熱で意識がはっきりしていなかったはずなのに、私の言った「デートをしてほしい」の一言を執念深く覚えておられたようで──体力が落ちておられるから日を改める提案をしても、もちろん聞く耳など持ってくださらない。
そこで彼の好きな観劇にお誘いすることで折り合いをつけた。鑑賞をするだけならお体に負担はかからないだろう。屋敷の門前には、劇場まで乗せていく馬車がすでに止まっていた。
「こらっ、今日はデートなんだぞ!?」
つい従者の癖で、先に乗り込もうとすると咎められた。ノクト様が手のひらを上に向けて、こちらへ差し出してこられる。
「レティ、手を」
「はい、旦那様っ」
見つめてくる瞳もその表情も、恋人に向けるものみたいだった。顔に熱が集まるのを感じつつ、差し出された手をとって馬車に乗り込む。これはただのフリなのだと言い聞かせても、もう一人の自分が舞い上がっていた。ドレスを着て、エスコートされて──旦那様とデートなんて、夢みたい!

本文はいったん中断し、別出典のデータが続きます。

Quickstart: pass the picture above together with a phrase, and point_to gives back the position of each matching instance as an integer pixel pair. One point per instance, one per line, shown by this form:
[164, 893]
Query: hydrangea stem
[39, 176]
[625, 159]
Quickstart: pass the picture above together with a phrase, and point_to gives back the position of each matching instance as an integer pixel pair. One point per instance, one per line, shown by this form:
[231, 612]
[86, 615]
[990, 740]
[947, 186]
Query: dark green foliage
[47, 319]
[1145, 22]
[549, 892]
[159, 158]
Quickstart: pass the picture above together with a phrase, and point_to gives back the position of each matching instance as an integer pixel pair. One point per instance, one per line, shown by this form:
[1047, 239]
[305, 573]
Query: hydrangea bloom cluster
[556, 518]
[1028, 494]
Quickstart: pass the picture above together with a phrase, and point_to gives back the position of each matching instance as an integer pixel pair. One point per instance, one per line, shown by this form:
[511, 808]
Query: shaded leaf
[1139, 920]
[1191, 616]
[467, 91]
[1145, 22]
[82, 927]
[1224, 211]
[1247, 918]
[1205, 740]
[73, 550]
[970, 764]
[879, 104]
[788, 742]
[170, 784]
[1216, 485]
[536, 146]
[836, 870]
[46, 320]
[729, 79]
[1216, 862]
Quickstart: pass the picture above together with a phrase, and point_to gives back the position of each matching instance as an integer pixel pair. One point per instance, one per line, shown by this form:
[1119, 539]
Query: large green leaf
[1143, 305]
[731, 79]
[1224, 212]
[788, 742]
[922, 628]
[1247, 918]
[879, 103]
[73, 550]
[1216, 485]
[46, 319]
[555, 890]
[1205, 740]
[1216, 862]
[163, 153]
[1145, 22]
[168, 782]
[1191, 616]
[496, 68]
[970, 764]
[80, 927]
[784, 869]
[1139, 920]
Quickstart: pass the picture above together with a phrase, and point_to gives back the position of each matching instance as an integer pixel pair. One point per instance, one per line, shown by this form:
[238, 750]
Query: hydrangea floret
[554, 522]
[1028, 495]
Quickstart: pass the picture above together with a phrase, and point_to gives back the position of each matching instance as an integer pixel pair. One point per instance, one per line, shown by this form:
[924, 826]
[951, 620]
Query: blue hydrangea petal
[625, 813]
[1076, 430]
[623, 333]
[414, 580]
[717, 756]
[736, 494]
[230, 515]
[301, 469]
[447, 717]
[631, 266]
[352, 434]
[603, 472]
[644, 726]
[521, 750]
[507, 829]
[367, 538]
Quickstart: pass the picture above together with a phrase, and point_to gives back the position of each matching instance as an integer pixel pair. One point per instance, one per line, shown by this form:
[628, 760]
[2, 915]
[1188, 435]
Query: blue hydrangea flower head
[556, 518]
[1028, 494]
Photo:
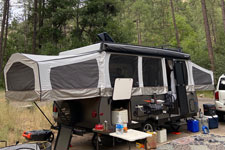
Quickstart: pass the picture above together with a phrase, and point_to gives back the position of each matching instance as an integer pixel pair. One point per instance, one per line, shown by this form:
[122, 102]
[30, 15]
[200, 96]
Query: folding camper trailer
[81, 82]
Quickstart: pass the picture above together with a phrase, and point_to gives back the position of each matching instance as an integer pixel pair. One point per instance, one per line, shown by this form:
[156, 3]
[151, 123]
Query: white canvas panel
[86, 49]
[45, 67]
[201, 86]
[122, 89]
[18, 57]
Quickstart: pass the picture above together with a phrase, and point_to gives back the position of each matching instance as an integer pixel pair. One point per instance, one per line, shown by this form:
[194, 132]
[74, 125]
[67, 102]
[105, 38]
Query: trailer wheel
[149, 126]
[175, 127]
[51, 137]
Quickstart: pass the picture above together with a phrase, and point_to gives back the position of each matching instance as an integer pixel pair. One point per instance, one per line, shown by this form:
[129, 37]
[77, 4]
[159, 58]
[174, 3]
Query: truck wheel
[220, 116]
[149, 126]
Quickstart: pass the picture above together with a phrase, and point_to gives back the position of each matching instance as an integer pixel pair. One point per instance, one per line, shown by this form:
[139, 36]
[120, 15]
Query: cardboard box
[152, 141]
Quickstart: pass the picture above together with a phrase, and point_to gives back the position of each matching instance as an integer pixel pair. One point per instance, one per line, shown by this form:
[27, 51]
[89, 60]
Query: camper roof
[127, 49]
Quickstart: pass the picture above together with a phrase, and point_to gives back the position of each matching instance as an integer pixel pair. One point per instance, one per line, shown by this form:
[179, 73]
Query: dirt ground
[84, 142]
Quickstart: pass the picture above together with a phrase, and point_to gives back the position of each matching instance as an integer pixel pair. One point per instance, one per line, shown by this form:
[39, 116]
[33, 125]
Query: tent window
[201, 77]
[20, 77]
[185, 73]
[123, 66]
[152, 72]
[80, 75]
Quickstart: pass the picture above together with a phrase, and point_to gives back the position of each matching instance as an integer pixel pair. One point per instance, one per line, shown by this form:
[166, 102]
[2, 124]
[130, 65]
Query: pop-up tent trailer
[82, 80]
[89, 72]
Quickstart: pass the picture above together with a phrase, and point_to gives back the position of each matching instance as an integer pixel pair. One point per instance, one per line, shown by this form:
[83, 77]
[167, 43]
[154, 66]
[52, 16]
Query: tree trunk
[138, 30]
[34, 27]
[41, 20]
[213, 21]
[223, 14]
[174, 23]
[6, 29]
[2, 34]
[207, 33]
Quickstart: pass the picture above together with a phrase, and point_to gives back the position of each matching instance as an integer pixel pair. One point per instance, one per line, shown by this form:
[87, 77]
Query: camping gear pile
[196, 142]
[39, 135]
[210, 113]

月の国クレスツェントの劇場は、世界で三本の指に入る規模を誇る。この国には舞台を楽しむ人間も、舞台人としてそこに立つことを目指す人間も多い。
従者として同行するときは、いつもロビーで待つか、入り口付近に立って警護をするかのどちらかだった。席について観劇を楽しむなんて、はじめてに近い。
「またきたのか? ノクトもよく飽きないなあ」
「何回も見るのが観劇の醍醐味だろ。ほら、チケット」
劇場の常連である旦那様は関係者の方と親しげに言葉を交わしておられた。彼はロビーで時間を潰す私にもよく話しかけてくれる人だったが、今日はやけにこちらをじろじろと見てくる。
「もしかして、エクレティカ?」
「左様にございます」
受付の男性が演者顔負けの声をあげて驚くと、周囲にいた人々の視線が、一斉にこちらへ集まった。好奇な眼差しを向けられているのはノクト様ではなく、私?
なんとも言えない居心地の悪さ。目線で値踏みされることに怖くなって、お袖を軽くつかんでしまう。

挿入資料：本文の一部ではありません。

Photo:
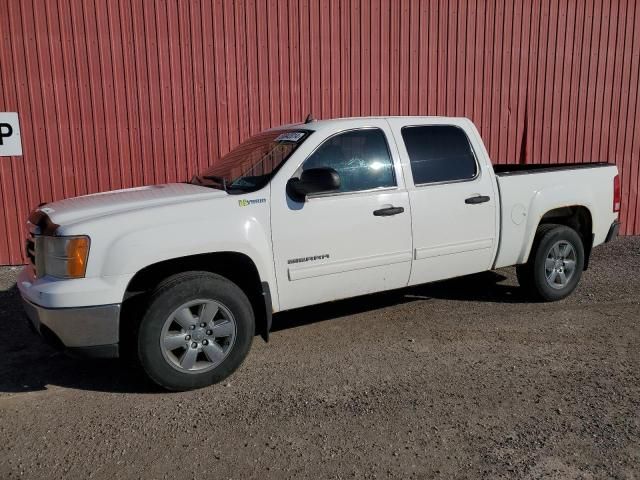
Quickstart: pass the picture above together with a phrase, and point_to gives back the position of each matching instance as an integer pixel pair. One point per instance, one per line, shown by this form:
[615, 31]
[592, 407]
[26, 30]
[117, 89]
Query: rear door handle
[477, 199]
[388, 211]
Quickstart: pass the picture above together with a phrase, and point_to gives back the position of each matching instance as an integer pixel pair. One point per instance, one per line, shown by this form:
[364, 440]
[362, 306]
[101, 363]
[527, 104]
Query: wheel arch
[576, 217]
[237, 267]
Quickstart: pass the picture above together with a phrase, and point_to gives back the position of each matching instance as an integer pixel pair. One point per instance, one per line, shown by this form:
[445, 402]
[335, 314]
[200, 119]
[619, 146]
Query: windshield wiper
[219, 180]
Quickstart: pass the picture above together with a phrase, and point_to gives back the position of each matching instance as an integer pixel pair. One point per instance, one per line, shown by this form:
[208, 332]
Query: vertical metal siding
[118, 93]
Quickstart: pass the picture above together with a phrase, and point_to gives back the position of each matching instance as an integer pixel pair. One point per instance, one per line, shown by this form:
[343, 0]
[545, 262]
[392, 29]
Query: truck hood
[90, 207]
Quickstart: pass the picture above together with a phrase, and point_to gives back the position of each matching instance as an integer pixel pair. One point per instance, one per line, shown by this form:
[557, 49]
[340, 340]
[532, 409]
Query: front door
[350, 242]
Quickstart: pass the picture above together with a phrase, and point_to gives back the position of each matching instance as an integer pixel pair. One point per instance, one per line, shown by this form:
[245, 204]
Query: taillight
[616, 193]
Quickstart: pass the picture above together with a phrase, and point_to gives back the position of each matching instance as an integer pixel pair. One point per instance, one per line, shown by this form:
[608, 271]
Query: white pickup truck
[182, 276]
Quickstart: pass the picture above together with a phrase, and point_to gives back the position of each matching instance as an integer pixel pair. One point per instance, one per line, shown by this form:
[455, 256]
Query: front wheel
[555, 263]
[197, 330]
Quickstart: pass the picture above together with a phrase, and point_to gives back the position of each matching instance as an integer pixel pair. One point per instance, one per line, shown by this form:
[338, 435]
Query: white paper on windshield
[290, 137]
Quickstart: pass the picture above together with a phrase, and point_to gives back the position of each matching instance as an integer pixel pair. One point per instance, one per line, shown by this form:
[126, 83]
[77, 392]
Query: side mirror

「旦那様、私の立ち振る舞いでおかしなところはありますか」
「なんでぇ?」
「悪目立ちしております。ドレスが似合ってない、とか……」
語尾がどんどん小さくなっていく。劇場には各地から訪れる、名のあるご令嬢たちも集まっているのだ。隣に立つ自分がノクト様に相応しく映っているのか自信がなかった。デートに慣れてもらわなければ、などと彼に言っておきながら不甲斐ない。
「レティ」
名前を呼ばれて顔を上げると、ノクト様の手に頬が包まれる。
「デートなんだから、そんなこと考えなくていいんだ。安心しろ、今日のレティは……すっごく可愛い!」
きっとその言葉に嘘はない。おべっかなど口にしない人だから、柄にもなく照れてしまった。ちょっと情けないけれど、私に縋り付いてくるいつもの領主に戻ってほしい。
「デートぉ? あ、なるほど。そういう……二人とも、ちょっと待ってな」
受付の男性は呆気に取られていた様子だったが、慌ただしくホールへ駆けていった。
「なんだ、あいつ。まあいいや、プログラム欲しかったし」
歌劇のプログラムを買うノクト様の後ろをついて行く。渡されたパンフレットには向かい合う男女。今回の演目は、国を救うため運命に翻弄された二人の生涯を描いたものらしい。人気が高いらしく、演者を変えてたびたび再演されているのだとか。
「今回の主演は歌唱力抜群なんだって。楽しみだよなあ」
「旦那様は歌劇がお好きですよね」
うん、と冊子を眺めながら、ぽつりぽつりと呟かれる。
「人間の熱情っていうものがさ、直接肌に刺さってくるみたいで。生きてるっていいなって思うんだよ──歌に乗せるとなおさら」
別れの悲しみを誰よりも知る人だからこそ、生きる喜びをその身に感じていたいのかもしれない。
見どころや鑑賞時のマナーを教わっていると、物凄い勢いで走ってくる人影があった。肩で息をしている受付の方だ。彼は息を切らしたまま、二枚のチケットを差し出してくる。
「ほらよ! 今日はこの席に座りな」
「いや、お前……おでこどうしたんだ?」
どこかでぶつけたのだろうか。額が真っ赤になっている。渡されたチケットは、先ほどのものとは違って高級感のある紙に煌びやかな縁取りが施されていた。
「これ特別席じゃないか? 俺たちは普通の席で」
「うだうだ言ってねえで、受け取れってんだ!」
「ひっ! わ、わかったよぉ……」
あまりの気迫に押され、ノクト様は渋々受け取っていた。なんなんだよ、もう……とぼやきながらも、手を繋いだままホールまで連れて行ってくださる。
「足元に気をつけるんだぞ」
「はい、旦那様」
落ち着かない、なのに気持ちはどこか満たされている。防音性のある重い扉が開かれた。デートはまだ、始まったばかり。